CBOE Data Preprocessing¶

Summary¶

The data preprocessing steps have been consolidated into a module called cboe. In addition, I now have two sets of data to process. One downloaded in May (housed in the 1905_SPX directory) and another, corrected version downloaded in November (housed in the 1911_SPX directory).

A cursory review of the data (i.e., a line count) shows the two sets of historical are different. In this script I will preprocess both using the newly-consolidated scripts.

1905_SPX Data Preprocessing¶

Nothing should change here. The only thing that has changed is how we process the files. The contents of the output should not change.

To confirm this was the case, I saved copies of my previously concatenated and preprocessed data files. After running through the steps below, I did a SHA-256 checksum test on both sets of files. They were identical, so moving the steps to functions (and tweaking the functions) doesn't appear to have modified the output.

(An aside on configuring Jupyter)¶

The first time I attempted to run the import cboe call below, I received a ModuleNotFoundError.
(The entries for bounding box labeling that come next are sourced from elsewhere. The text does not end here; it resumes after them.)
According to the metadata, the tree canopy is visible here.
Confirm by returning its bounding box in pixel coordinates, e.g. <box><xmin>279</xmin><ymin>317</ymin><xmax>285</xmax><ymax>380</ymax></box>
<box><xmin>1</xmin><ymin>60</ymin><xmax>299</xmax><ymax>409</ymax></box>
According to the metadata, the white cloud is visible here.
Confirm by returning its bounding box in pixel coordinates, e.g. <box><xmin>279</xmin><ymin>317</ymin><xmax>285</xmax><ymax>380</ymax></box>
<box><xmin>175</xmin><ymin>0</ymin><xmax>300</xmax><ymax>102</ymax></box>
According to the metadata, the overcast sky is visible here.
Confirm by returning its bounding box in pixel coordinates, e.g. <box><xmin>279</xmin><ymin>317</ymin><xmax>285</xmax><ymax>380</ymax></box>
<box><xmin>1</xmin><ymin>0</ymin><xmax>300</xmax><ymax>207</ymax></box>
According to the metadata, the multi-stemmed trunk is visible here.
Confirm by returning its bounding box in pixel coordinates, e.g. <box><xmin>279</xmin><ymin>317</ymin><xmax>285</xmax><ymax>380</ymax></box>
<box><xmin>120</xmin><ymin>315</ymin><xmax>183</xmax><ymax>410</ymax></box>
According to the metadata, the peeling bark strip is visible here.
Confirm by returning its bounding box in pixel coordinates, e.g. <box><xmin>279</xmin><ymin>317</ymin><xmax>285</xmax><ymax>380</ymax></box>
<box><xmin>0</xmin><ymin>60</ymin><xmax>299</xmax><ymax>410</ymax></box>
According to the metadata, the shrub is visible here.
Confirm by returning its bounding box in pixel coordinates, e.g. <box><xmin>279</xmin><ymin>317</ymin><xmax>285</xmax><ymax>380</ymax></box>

I've tried to modify the JUPYTER_PATH in my config file; however, that doesn't seem to work.

# Import modules
import os
import pandas as pd
import cboe

# =============================================================================
# Set-up
# =============================================================================

# Location of the raw csv files
csv_dir = r'/Users/alexstephens/data/cboe/csv/1905_SPX'

# Echo the number of files / lines to concatenate
csv_list = cboe.get_cboe_csv_file_list(path=csv_dir)
csv_count = cboe.count_cboe_csv_file_lines(file_list=csv_list)

# Location of the processed CBOE csv files
proc_dir = r"/Users/alexstephens/data/cboe/proc/1905_SPX"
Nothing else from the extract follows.